I have always loved ponies of all shapes and sizes. It often seems that, for a lifetime now, I have been shaking my head fondly – hands on hips – at example after example of the irrepressible character of ponies that knows no bounds. A swiped mouthful of hay here, a ripped rug there, a pinched sandwich, a stable toy planned to keep boredom at bay for the winter worked out within seconds… Ponies’ intelligence, their resilience and their spirit are second to none and throughout my life with my own boy I’ve become very well acquainted with that unique streak of stubbornness, mischief and loyalty.
I really enjoy learning more about Charmer’s breed in particular and following other Fell ponies – easily done as I’m by no means alone in my love for them. The Queen herself has a soft spot for them and chooses them for her riding horses. At 92 years old she is still spotted hacking out her pony Cartonlima Emma regularly – a high-profile testament to Fells’ reliability and temperament.

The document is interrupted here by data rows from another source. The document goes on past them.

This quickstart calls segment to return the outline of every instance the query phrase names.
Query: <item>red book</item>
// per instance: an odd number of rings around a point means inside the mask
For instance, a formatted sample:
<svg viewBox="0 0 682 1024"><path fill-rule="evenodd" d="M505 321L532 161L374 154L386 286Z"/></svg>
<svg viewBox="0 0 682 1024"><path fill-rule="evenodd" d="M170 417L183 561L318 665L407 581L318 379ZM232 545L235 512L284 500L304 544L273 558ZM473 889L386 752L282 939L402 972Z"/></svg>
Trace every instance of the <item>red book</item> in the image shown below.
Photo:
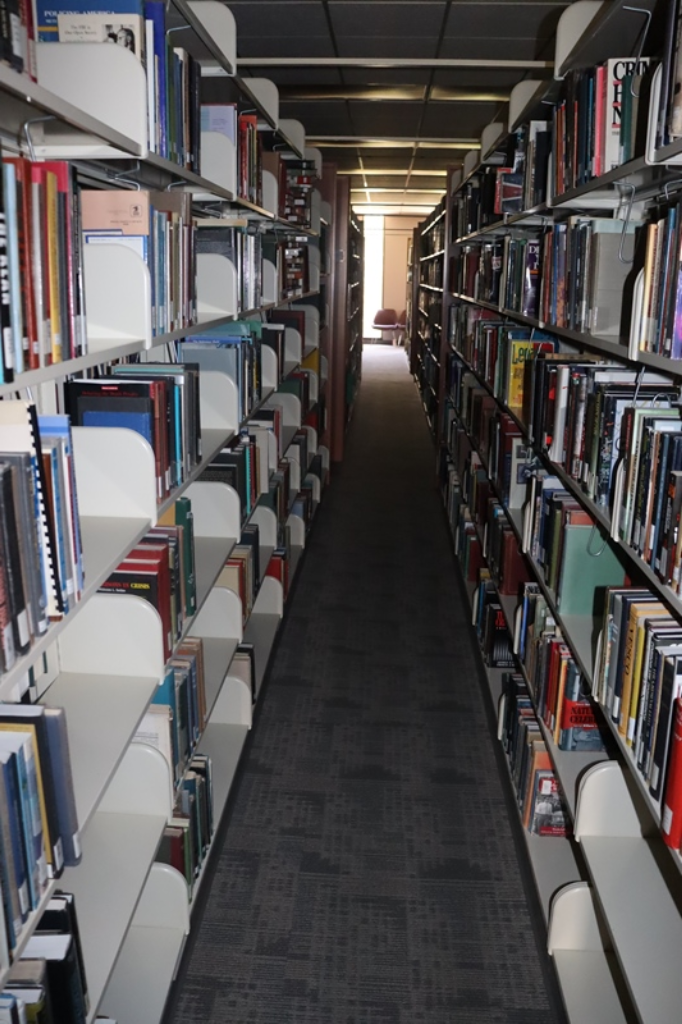
<svg viewBox="0 0 682 1024"><path fill-rule="evenodd" d="M16 173L16 212L18 248L22 264L22 311L24 313L24 358L29 370L40 366L38 321L32 269L31 163L25 157L3 157L3 163L13 164Z"/></svg>
<svg viewBox="0 0 682 1024"><path fill-rule="evenodd" d="M682 845L682 699L675 698L673 732L666 774L660 825L666 844L679 850Z"/></svg>
<svg viewBox="0 0 682 1024"><path fill-rule="evenodd" d="M279 580L282 584L282 592L285 601L289 596L289 559L286 552L273 551L265 569L265 575Z"/></svg>
<svg viewBox="0 0 682 1024"><path fill-rule="evenodd" d="M141 597L154 605L161 616L164 658L167 659L172 652L172 626L170 569L168 552L165 545L163 547L159 552L153 550L153 545L145 545L141 551L134 549L99 589L103 593Z"/></svg>

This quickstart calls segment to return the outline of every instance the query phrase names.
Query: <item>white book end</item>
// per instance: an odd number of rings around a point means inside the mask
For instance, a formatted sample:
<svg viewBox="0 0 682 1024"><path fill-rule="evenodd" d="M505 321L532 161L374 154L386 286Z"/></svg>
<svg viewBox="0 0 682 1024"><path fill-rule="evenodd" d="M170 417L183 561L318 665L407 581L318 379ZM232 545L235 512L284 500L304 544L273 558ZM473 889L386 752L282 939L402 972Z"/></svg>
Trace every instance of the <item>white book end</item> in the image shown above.
<svg viewBox="0 0 682 1024"><path fill-rule="evenodd" d="M566 57L587 32L603 6L603 0L577 0L564 7L556 27L554 42L554 77L563 78Z"/></svg>
<svg viewBox="0 0 682 1024"><path fill-rule="evenodd" d="M36 57L45 89L132 139L141 154L147 152L146 76L134 53L106 43L37 43ZM95 148L112 154L101 143ZM75 155L85 157L88 151Z"/></svg>
<svg viewBox="0 0 682 1024"><path fill-rule="evenodd" d="M152 280L144 260L127 246L91 244L83 247L83 264L89 351L130 341L150 348Z"/></svg>
<svg viewBox="0 0 682 1024"><path fill-rule="evenodd" d="M261 346L261 374L263 381L263 392L272 390L278 386L278 353L269 345Z"/></svg>
<svg viewBox="0 0 682 1024"><path fill-rule="evenodd" d="M319 259L319 250L316 246L308 247L308 255L312 258L313 253ZM319 281L319 263L317 262L317 281ZM305 313L305 349L317 348L319 345L319 310L314 306L293 304L292 309L299 309Z"/></svg>
<svg viewBox="0 0 682 1024"><path fill-rule="evenodd" d="M267 173L267 172L265 172ZM265 175L263 175L264 177ZM270 175L271 176L271 175ZM269 209L267 207L266 209ZM263 283L261 289L263 304L280 301L278 268L269 259L263 260Z"/></svg>
<svg viewBox="0 0 682 1024"><path fill-rule="evenodd" d="M74 462L82 516L157 521L152 445L126 427L74 427Z"/></svg>
<svg viewBox="0 0 682 1024"><path fill-rule="evenodd" d="M202 177L237 195L237 147L221 132L202 132Z"/></svg>
<svg viewBox="0 0 682 1024"><path fill-rule="evenodd" d="M642 825L617 761L592 765L581 778L576 840L593 836L641 838Z"/></svg>
<svg viewBox="0 0 682 1024"><path fill-rule="evenodd" d="M300 121L281 121L280 130L286 136L297 157L305 156L305 128Z"/></svg>
<svg viewBox="0 0 682 1024"><path fill-rule="evenodd" d="M217 370L202 371L200 394L205 430L235 431L239 428L239 394L231 377Z"/></svg>
<svg viewBox="0 0 682 1024"><path fill-rule="evenodd" d="M270 82L269 78L248 78L246 84L260 103L268 123L276 128L280 124L280 90L274 82Z"/></svg>
<svg viewBox="0 0 682 1024"><path fill-rule="evenodd" d="M232 12L217 0L189 0L187 6L233 75L237 71L237 24Z"/></svg>
<svg viewBox="0 0 682 1024"><path fill-rule="evenodd" d="M263 171L262 194L263 209L276 217L280 212L280 184L270 171Z"/></svg>
<svg viewBox="0 0 682 1024"><path fill-rule="evenodd" d="M226 256L197 253L197 317L200 323L237 315L237 268Z"/></svg>
<svg viewBox="0 0 682 1024"><path fill-rule="evenodd" d="M285 359L298 366L303 358L303 340L295 327L285 330Z"/></svg>

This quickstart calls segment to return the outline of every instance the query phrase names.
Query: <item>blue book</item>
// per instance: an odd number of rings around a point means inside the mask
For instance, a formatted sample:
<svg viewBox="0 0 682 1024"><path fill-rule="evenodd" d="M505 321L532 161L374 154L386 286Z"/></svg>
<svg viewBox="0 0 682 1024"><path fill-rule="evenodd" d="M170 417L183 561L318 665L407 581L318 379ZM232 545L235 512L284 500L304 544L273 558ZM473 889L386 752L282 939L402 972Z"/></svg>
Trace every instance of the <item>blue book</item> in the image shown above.
<svg viewBox="0 0 682 1024"><path fill-rule="evenodd" d="M59 14L138 14L142 15L139 0L36 0L36 34L41 43L58 43Z"/></svg>
<svg viewBox="0 0 682 1024"><path fill-rule="evenodd" d="M0 868L2 902L9 945L13 949L30 910L29 886L16 796L14 757L0 761L2 817L0 827Z"/></svg>
<svg viewBox="0 0 682 1024"><path fill-rule="evenodd" d="M39 416L38 430L40 432L41 441L46 441L49 438L54 437L59 439L62 444L63 458L66 461L66 465L63 466L65 482L68 492L66 499L69 505L68 513L73 530L77 593L80 595L83 591L85 581L83 575L83 545L81 540L80 517L78 513L78 495L76 493L74 440L71 432L71 420L68 416Z"/></svg>
<svg viewBox="0 0 682 1024"><path fill-rule="evenodd" d="M67 716L63 708L45 708L45 732L49 769L54 780L54 797L63 863L69 867L80 863L81 839L72 772Z"/></svg>
<svg viewBox="0 0 682 1024"><path fill-rule="evenodd" d="M173 741L173 779L177 783L180 781L180 744L178 739L177 722L177 692L175 689L175 669L172 665L166 666L166 675L163 682L158 687L152 697L151 703L170 708L173 716L173 728L171 737Z"/></svg>
<svg viewBox="0 0 682 1024"><path fill-rule="evenodd" d="M18 252L18 214L16 210L16 168L13 164L3 163L2 178L7 225L12 365L14 373L20 374L24 370L24 315L22 310L22 264Z"/></svg>
<svg viewBox="0 0 682 1024"><path fill-rule="evenodd" d="M29 898L35 909L47 885L47 854L40 813L40 796L33 738L28 733L0 732L0 760L14 758L22 837L28 867Z"/></svg>
<svg viewBox="0 0 682 1024"><path fill-rule="evenodd" d="M159 155L168 159L168 67L166 51L166 3L165 0L145 0L144 18L154 26L154 60L157 72L157 125L159 133ZM151 55L147 53L147 60Z"/></svg>
<svg viewBox="0 0 682 1024"><path fill-rule="evenodd" d="M106 409L91 409L83 413L84 427L126 427L141 434L153 443L152 414L110 412Z"/></svg>

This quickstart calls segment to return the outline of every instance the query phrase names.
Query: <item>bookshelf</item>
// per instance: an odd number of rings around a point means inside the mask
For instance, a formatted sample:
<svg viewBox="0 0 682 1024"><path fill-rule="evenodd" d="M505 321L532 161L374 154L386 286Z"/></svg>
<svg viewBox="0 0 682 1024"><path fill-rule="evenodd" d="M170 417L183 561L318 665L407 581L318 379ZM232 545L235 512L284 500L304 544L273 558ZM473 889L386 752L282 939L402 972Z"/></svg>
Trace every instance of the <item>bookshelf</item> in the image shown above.
<svg viewBox="0 0 682 1024"><path fill-rule="evenodd" d="M256 108L264 148L285 146L295 158L314 162L319 177L322 161L316 151L306 148L302 126L279 117L276 88L235 75L237 42L228 9L213 0L173 0L168 17L168 27L178 29L175 43L202 62L202 97ZM263 346L261 404L251 412L253 416L259 409L281 411L281 454L289 464L291 481L284 519L293 578L310 528L296 498L304 488L310 492L313 515L330 465L319 408L333 368L325 335L327 299L318 301L317 296L329 273L333 211L321 208L318 195L313 195L309 223L292 224L282 213L278 182L269 180L262 206L240 198L235 147L219 139L202 140L201 173L150 152L146 82L139 62L121 47L38 44L38 79L33 82L0 67L4 155L12 152L4 139L13 137L18 139L18 153L75 164L88 186L96 182L115 188L186 191L196 216L206 215L210 204L211 214L218 211L228 225L237 217L257 224L264 237L275 242L296 239L305 247L308 280L284 294L275 269L265 267L269 290L263 292L262 303L243 308L236 297L240 282L235 265L216 256L198 266L197 322L155 335L146 264L125 247L86 246L87 353L27 370L0 385L0 396L30 395L50 412L60 408L62 383L72 376L131 356L167 361L169 347L180 338L236 319L260 321L268 312L276 319L278 309L299 306L305 329L300 334L287 327L283 367L278 367L274 351ZM308 386L307 408L283 387L287 375L301 368ZM253 717L252 693L233 668L235 653L243 640L253 644L258 698L285 611L283 586L272 577L263 575L246 623L240 597L216 585L245 519L232 487L206 482L201 476L243 425L237 382L226 374L202 373L201 407L202 459L162 502L157 496L155 456L139 434L110 427L74 429L86 581L82 600L51 623L30 651L0 676L2 699L16 701L35 670L39 699L66 710L83 859L49 883L23 928L15 954L26 946L54 889L73 892L90 994L88 1021L104 1012L139 1024L161 1020L196 905L189 902L182 874L155 860L173 810L169 766L158 750L132 741L164 677L161 620L141 598L104 594L99 588L177 498L184 495L191 500L198 606L184 623L183 637L204 641L208 724L197 749L212 761L216 825ZM295 442L301 431L307 441L305 464L303 449ZM324 468L322 479L310 471L315 457ZM278 458L270 446L270 475ZM278 516L258 504L248 521L259 527L261 564L267 565L282 541ZM195 901L207 862L208 858L195 882ZM3 965L0 985L6 978Z"/></svg>
<svg viewBox="0 0 682 1024"><path fill-rule="evenodd" d="M648 25L649 12L651 22L641 49L642 29ZM681 146L679 141L662 138L658 120L660 90L657 82L665 75L665 67L663 72L659 67L650 76L651 89L647 85L642 92L645 101L642 101L637 122L638 147L634 154L612 169L599 169L598 164L592 163L597 160L595 148L591 157L583 158L582 166L569 167L566 163L569 168L566 177L568 173L573 177L564 179L563 186L556 184L556 147L561 137L557 127L560 115L556 112L566 94L574 95L580 108L580 87L573 83L592 74L585 69L609 58L663 53L669 15L667 3L647 3L634 10L619 0L604 4L581 0L566 8L557 28L554 77L543 82L523 82L515 87L509 104L509 128L491 126L480 147L465 158L463 170L449 174L446 196L421 225L418 234L421 239L428 238L433 223L443 217L444 291L440 309L435 314L439 317L435 323L442 328L438 348L442 384L440 388L433 387L430 393L434 404L429 410L425 403L425 409L440 444L440 481L456 552L474 605L479 592L476 568L470 567L471 551L480 550L483 566L487 564L492 568L493 600L499 603L513 638L517 655L515 671L524 679L530 702L536 701L539 735L546 743L572 829L570 838L561 840L538 837L525 829L524 836L547 921L548 950L567 1015L576 1022L603 1019L640 1021L642 1024L660 1021L663 1024L676 1012L674 1008L679 1006L682 994L679 952L682 858L679 851L664 843L660 803L652 796L649 779L637 764L640 755L634 753L634 739L633 745L626 740L606 702L602 690L603 650L597 645L602 620L589 613L587 601L583 614L562 612L561 575L558 589L549 586L547 571L551 562L545 554L538 556L529 545L527 530L534 528L532 516L528 520L528 509L521 502L512 502L507 493L509 484L503 479L497 461L502 449L496 447L503 443L501 438L505 431L512 438L512 444L516 437L519 445L527 449L527 461L536 467L534 472L556 476L557 489L565 493L565 500L581 516L587 514L589 522L595 524L591 536L598 534L601 538L595 547L610 546L633 586L649 591L652 600L663 606L662 614L671 622L671 631L680 624L682 603L677 588L662 578L658 566L649 560L651 556L642 550L635 534L624 532L612 489L606 499L596 492L593 494L593 484L583 479L580 472L577 476L572 466L565 462L565 449L557 456L550 450L550 442L539 435L538 421L534 423L527 404L521 408L510 402L509 377L505 376L508 365L504 361L507 356L500 352L511 351L510 339L516 331L519 338L525 337L537 345L551 337L554 339L552 345L560 353L559 359L573 358L576 365L585 357L606 361L615 368L613 379L619 381L626 380L630 373L628 380L636 379L640 383L649 380L652 388L672 386L678 389L682 373L679 359L672 358L664 347L665 312L656 313L655 305L647 306L646 297L642 300L643 279L649 272L652 281L657 280L655 271L642 269L639 278L635 278L638 266L651 267L651 248L646 257L636 256L632 273L616 273L620 279L616 326L602 323L599 327L599 321L587 317L580 321L580 299L576 299L573 293L568 295L564 309L549 299L547 290L548 282L554 280L561 289L564 276L572 272L578 282L573 287L579 289L574 294L582 295L580 283L587 282L593 290L590 295L596 296L604 272L598 273L595 263L588 260L597 259L599 247L603 246L606 251L607 244L601 239L595 244L597 248L593 247L592 257L579 264L578 270L574 263L566 263L568 269L563 276L556 263L541 262L538 278L534 279L539 281L539 304L530 308L523 306L527 298L523 288L515 291L513 282L510 284L513 274L508 260L512 252L527 253L529 243L535 240L540 240L542 260L542 253L546 252L542 248L544 240L550 232L554 232L550 237L560 237L562 231L570 231L579 222L585 225L584 237L592 242L599 231L611 229L604 226L604 220L608 219L616 224L613 233L617 240L610 262L617 270L620 256L624 257L623 262L630 259L623 245L633 226L643 225L640 234L646 234L650 231L646 225L664 219L666 211L676 204L679 189L676 160ZM571 88L578 91L567 93ZM547 187L538 195L534 194L534 182L541 173L540 164L536 160L531 163L532 170L528 171L528 145L531 138L537 138L532 135L534 130L542 131L542 128L532 129L530 123L544 121L549 122L554 161L549 164ZM585 127L582 130L585 132ZM492 196L496 181L504 189L505 172L500 169L511 166L519 137L526 146L522 179L514 182L521 190L520 206L510 204L497 211L492 199L489 206L485 205L483 194L491 186L488 196ZM583 147L583 152L587 152L585 134L576 136L576 146L579 154ZM599 173L592 174L595 166ZM617 242L621 242L619 251ZM428 265L431 252L424 255ZM499 292L495 294L491 290L489 270L491 260L498 256L503 269ZM439 257L433 255L432 260L437 259ZM422 257L419 266L423 263ZM676 261L676 273L678 267ZM432 286L423 270L420 270L420 294L428 293ZM649 303L662 301L651 291L648 296ZM536 297L530 298L535 301ZM590 316L596 316L590 303L598 309L604 302L603 298L586 299ZM654 312L648 315L653 315L659 337L655 336L655 331L652 338L646 334L653 330L646 326L646 310L651 308ZM429 322L428 312L424 308L424 325ZM478 321L483 327L477 326ZM495 334L497 329L493 325L501 326L500 335ZM423 339L418 328L413 330L413 344L420 343L423 344ZM423 396L423 371L414 356L413 359L413 371ZM534 368L526 380L537 379L532 376L536 373ZM578 377L576 370L576 380ZM478 397L472 399L472 395ZM641 403L648 401L639 391L638 395ZM472 408L472 400L479 404ZM541 408L547 410L547 406L542 404L542 394L539 401ZM569 425L564 429L572 428ZM626 449L621 458L625 460L624 465L627 464L633 458L632 450ZM655 472L656 467L651 466L652 480ZM641 475L646 479L646 474L642 472ZM611 479L611 485L613 482ZM477 505L479 488L487 488L480 490L483 495L480 501L485 504L489 498L489 502L497 504L505 523L504 530L512 535L514 546L523 554L527 573L524 579L546 601L553 623L559 627L561 642L567 646L570 658L592 691L592 711L604 738L602 751L560 750L553 730L544 720L541 701L547 694L537 689L537 667L531 675L524 659L519 660L518 638L523 628L519 608L523 601L515 594L500 592L504 577L500 573L491 540L494 520L489 518L489 511L487 520L480 512ZM491 505L486 507L489 510ZM468 540L469 537L474 540ZM485 670L491 698L500 709L502 723L510 699L509 691L503 690L501 670L487 665ZM507 742L502 725L501 738ZM518 778L514 776L513 781L516 784ZM643 955L644 949L646 955Z"/></svg>
<svg viewBox="0 0 682 1024"><path fill-rule="evenodd" d="M344 435L352 416L363 358L363 226L350 205L348 178L334 174L326 195L335 204L332 342L330 357L331 450L341 461Z"/></svg>
<svg viewBox="0 0 682 1024"><path fill-rule="evenodd" d="M445 201L441 200L415 232L416 290L412 313L412 371L431 432L438 431L442 403L441 350L443 273L445 258Z"/></svg>

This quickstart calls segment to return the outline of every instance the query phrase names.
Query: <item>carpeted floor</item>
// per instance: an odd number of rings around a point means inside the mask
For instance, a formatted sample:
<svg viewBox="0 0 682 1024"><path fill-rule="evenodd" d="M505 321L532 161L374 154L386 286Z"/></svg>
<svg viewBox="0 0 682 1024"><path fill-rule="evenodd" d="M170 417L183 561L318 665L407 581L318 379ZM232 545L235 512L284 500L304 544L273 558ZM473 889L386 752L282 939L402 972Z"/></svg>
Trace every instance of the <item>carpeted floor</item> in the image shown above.
<svg viewBox="0 0 682 1024"><path fill-rule="evenodd" d="M367 346L167 1024L562 1020L434 474Z"/></svg>

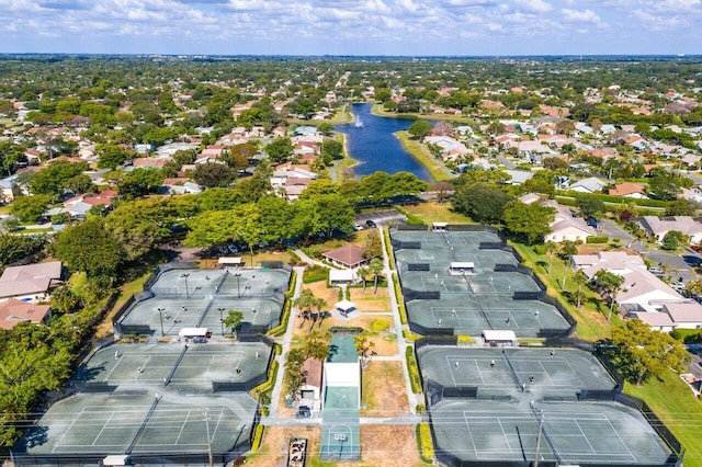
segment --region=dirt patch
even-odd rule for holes
[[[284,467],[291,437],[307,438],[307,458],[319,454],[320,426],[267,426],[259,453],[247,456],[246,465],[253,467]],[[412,425],[362,425],[362,459],[360,463],[337,463],[338,467],[418,467],[422,466],[417,453]],[[315,465],[308,462],[307,465]],[[325,464],[327,465],[327,464]]]
[[[361,315],[349,321],[341,321],[333,317],[328,317],[322,320],[317,320],[313,323],[312,320],[304,320],[299,316],[295,317],[295,328],[293,331],[293,340],[301,342],[304,340],[310,331],[319,330],[327,332],[331,328],[347,327],[347,328],[361,328],[365,330],[371,329],[371,322],[374,320],[385,321],[389,328],[393,329],[393,318],[389,316],[377,315]],[[373,342],[373,350],[377,355],[397,355],[397,341],[392,332],[377,332],[374,335],[369,337],[369,341]],[[295,345],[293,343],[293,345]]]
[[[362,417],[397,417],[409,412],[401,362],[371,362],[363,371]]]
[[[414,425],[361,425],[363,465],[422,466]]]
[[[327,301],[326,309],[330,310],[333,305],[339,301],[339,288],[327,287],[327,281],[317,281],[310,284],[303,284],[303,289],[308,288],[317,298],[324,298]]]
[[[363,288],[352,287],[351,301],[361,311],[390,311],[390,297],[387,287],[378,287],[377,294],[373,293],[373,285]]]

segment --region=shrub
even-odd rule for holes
[[[303,283],[310,284],[318,281],[327,281],[329,277],[329,269],[320,265],[307,265],[305,266],[305,273],[303,274]]]
[[[431,440],[431,430],[429,428],[429,423],[419,423],[416,430],[419,457],[426,464],[433,464],[434,446]]]
[[[371,331],[372,332],[383,332],[387,331],[390,328],[390,323],[385,321],[384,319],[374,319],[371,321]]]
[[[409,373],[409,385],[412,388],[412,392],[421,394],[421,379],[419,379],[419,368],[415,360],[415,348],[408,346],[405,349],[405,358],[407,360],[407,373]]]
[[[586,243],[607,243],[609,237],[588,237]]]

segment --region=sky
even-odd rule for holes
[[[702,0],[0,0],[0,53],[698,55]]]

Cartonlima Emma – Bob Langrish
I like to keep up with my boy’s own breed lines too, tracing his ancestry through the Fell Pony Society and following his family – to my amazement learning that several of his half brothers and sisters do very well on the showing circuit, his half-brother in fact champion at the Horse of the Year Show the last 3 years running.
Horse & Hound
It’s absolutely amazing to see and I love to watch them excel while enjoying life at home with their scruffball brother, as defined by his big character as he is his donkey-like ears, shaggy mane and jaunty trot. ❤
Most of all, though, I just love to see ponies being ponies, living as natural a life as is possible, their hardiness another of their admirable traits. I try to create this in miniature for Charmer as much as possible, letting him live out with his fieldmates when he can and enjoy ambles through the woods; but there is nothing like seeing it on its biggest, truest scale. A blog I absolutely love to follow is Mitch McFarlane Photography, documenting journeys to find and photograph British native ponies in the wild – from the Shetland isles to the Dales to Exmoor – and giving a beautiful insight into ponies at peace in their own little worlds.. ♥️
I would love to visit some of these places myself and have the chance to observe these amazing animals in the wild – starting in Cumbria to get back to Charmer’s roots. Recently, Fell ponies have been making headlines as part of the “Fix the Fells” project, carrying equipment up the hills to restore popular footpaths and keep trails open.
It’s amazing to see these incredible animals doing what they were born to do, so ably finding their path and carrying loads.
Back home, I’m sure my boy would argue that he contributes to society in his own way, entertaining walkers along the coastal path, keeping the grass under control in his field and enjoying a little downtime too…
…Still, we stand in awe of those ponies contributing to such a huge project and harnessing their heritage in their task; and all the beautiful ponies around the country and world flying the flag for our lovely native breeds in so many different ways.